Solidaritäts-Bekundungen schaffen es selten in die Medien

Doch es gibt auch viel Unterstützung für Sahra Wagenknecht – nur schaffen es diese Bekundungen der Solidarität für die Politikerin erfahrungsgemäß eher selten in die großen Medien. Darum soll hier mit einem Zitat aus einer Facebook-Nachricht des LINKEN-Politikers Fabio De Masi geschlossen werden:

Es lässt sich keine gerechtere Gesellschaft bauen, wenn man von innen verhärtet und sich unverzichtbar fühlt. Nur wer wie Sahra die eigenen Grenzen erkennt – und was im Leben wirklich zählt – ist wirklich frei.

Man erkennt an Tagen wie diesen auch sehr schnell, wer über Charakter verfügt.

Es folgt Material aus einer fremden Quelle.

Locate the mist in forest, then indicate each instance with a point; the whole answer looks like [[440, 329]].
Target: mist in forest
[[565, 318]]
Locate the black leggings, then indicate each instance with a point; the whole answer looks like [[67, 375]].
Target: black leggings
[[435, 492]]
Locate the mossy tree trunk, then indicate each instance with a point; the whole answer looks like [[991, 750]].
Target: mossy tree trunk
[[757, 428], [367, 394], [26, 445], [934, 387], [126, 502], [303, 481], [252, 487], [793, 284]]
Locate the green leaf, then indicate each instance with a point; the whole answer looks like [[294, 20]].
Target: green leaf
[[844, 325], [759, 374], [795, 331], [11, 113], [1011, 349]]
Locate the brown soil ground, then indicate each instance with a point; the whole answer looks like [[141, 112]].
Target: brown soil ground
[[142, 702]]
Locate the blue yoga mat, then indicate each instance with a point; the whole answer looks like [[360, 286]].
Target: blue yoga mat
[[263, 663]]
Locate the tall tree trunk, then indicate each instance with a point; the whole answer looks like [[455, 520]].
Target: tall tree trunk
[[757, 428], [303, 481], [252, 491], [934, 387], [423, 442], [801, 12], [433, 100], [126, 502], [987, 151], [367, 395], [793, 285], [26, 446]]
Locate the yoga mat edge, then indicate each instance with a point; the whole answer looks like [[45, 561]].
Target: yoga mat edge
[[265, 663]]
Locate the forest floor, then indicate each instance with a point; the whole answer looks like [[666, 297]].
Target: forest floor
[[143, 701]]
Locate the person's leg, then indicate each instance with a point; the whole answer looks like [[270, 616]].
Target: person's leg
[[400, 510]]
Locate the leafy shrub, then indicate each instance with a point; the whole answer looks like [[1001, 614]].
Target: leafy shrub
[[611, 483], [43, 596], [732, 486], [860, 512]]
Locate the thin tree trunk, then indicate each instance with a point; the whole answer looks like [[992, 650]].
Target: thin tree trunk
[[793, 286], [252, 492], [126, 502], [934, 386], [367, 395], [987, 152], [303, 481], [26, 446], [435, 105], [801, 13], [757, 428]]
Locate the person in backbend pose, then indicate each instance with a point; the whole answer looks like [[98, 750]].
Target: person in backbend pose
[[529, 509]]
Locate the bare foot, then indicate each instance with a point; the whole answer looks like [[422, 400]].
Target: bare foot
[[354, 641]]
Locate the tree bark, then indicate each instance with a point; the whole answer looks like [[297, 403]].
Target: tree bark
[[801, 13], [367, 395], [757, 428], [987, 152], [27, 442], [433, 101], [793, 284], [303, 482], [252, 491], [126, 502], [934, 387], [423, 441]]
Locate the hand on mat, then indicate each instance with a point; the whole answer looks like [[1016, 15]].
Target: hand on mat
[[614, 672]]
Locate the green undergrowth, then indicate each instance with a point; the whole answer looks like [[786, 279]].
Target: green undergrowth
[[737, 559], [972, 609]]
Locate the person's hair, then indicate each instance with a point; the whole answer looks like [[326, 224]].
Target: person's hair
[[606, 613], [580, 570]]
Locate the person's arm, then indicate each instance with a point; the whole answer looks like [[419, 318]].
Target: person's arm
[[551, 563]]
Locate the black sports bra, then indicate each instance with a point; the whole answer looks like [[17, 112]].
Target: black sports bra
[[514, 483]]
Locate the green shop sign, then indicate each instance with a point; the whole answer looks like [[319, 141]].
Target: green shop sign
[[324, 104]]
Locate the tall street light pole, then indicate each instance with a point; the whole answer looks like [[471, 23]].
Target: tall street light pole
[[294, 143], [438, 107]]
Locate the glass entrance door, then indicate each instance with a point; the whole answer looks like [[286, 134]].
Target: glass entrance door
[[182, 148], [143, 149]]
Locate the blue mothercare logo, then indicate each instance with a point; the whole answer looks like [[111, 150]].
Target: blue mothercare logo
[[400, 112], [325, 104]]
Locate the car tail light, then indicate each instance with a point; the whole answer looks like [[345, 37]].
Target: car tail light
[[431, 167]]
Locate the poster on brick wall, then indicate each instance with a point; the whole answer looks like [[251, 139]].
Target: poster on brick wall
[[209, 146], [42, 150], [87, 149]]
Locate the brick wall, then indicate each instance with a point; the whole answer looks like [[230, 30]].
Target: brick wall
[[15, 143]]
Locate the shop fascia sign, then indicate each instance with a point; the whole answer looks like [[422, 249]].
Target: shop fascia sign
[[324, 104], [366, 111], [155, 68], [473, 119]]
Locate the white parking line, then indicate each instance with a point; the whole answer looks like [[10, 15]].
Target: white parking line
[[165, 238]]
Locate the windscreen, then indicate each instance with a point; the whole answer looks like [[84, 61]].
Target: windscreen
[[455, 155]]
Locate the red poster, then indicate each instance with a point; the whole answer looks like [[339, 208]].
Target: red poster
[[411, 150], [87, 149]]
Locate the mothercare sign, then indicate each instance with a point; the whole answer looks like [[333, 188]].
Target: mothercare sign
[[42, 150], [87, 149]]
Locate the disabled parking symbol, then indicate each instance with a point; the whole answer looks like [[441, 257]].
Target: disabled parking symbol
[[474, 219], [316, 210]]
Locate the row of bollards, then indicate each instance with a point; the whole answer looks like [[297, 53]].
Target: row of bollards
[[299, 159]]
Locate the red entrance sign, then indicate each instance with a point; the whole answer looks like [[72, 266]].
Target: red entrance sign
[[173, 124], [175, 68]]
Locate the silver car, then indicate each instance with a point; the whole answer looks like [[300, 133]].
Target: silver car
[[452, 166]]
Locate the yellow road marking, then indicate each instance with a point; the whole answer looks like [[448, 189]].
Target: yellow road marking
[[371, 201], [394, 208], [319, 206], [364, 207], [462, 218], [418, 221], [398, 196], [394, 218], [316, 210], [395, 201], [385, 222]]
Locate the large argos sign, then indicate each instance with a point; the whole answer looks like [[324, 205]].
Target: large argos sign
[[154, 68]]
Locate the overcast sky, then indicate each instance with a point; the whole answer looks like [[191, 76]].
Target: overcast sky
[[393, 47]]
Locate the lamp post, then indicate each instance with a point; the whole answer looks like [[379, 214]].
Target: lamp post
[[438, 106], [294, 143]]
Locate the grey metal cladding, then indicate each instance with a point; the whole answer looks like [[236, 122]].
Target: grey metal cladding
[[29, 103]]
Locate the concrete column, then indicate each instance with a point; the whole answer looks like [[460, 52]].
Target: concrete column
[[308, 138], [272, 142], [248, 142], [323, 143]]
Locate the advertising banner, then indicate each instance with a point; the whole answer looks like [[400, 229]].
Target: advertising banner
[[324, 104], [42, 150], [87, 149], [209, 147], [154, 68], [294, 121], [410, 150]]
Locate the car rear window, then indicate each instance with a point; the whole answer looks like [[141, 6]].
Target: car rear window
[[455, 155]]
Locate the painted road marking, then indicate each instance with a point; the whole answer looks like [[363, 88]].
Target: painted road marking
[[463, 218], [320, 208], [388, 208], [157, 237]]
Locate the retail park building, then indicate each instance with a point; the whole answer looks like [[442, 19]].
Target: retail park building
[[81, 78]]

Es ist die Ironie der Geschichte, dass der Fraktionschef der „Ellenbogen FDP“ – Christian Lindner – Sahra gute Besserung wünscht und zumindest hier sozialer unterwegs ist als einige Genossinnen und Genossen, bei denen jetzt die Sektkorken knallen. Aber darüber kann man auch milde lächeln, wenn man das mit dem Spiegel beherzigt.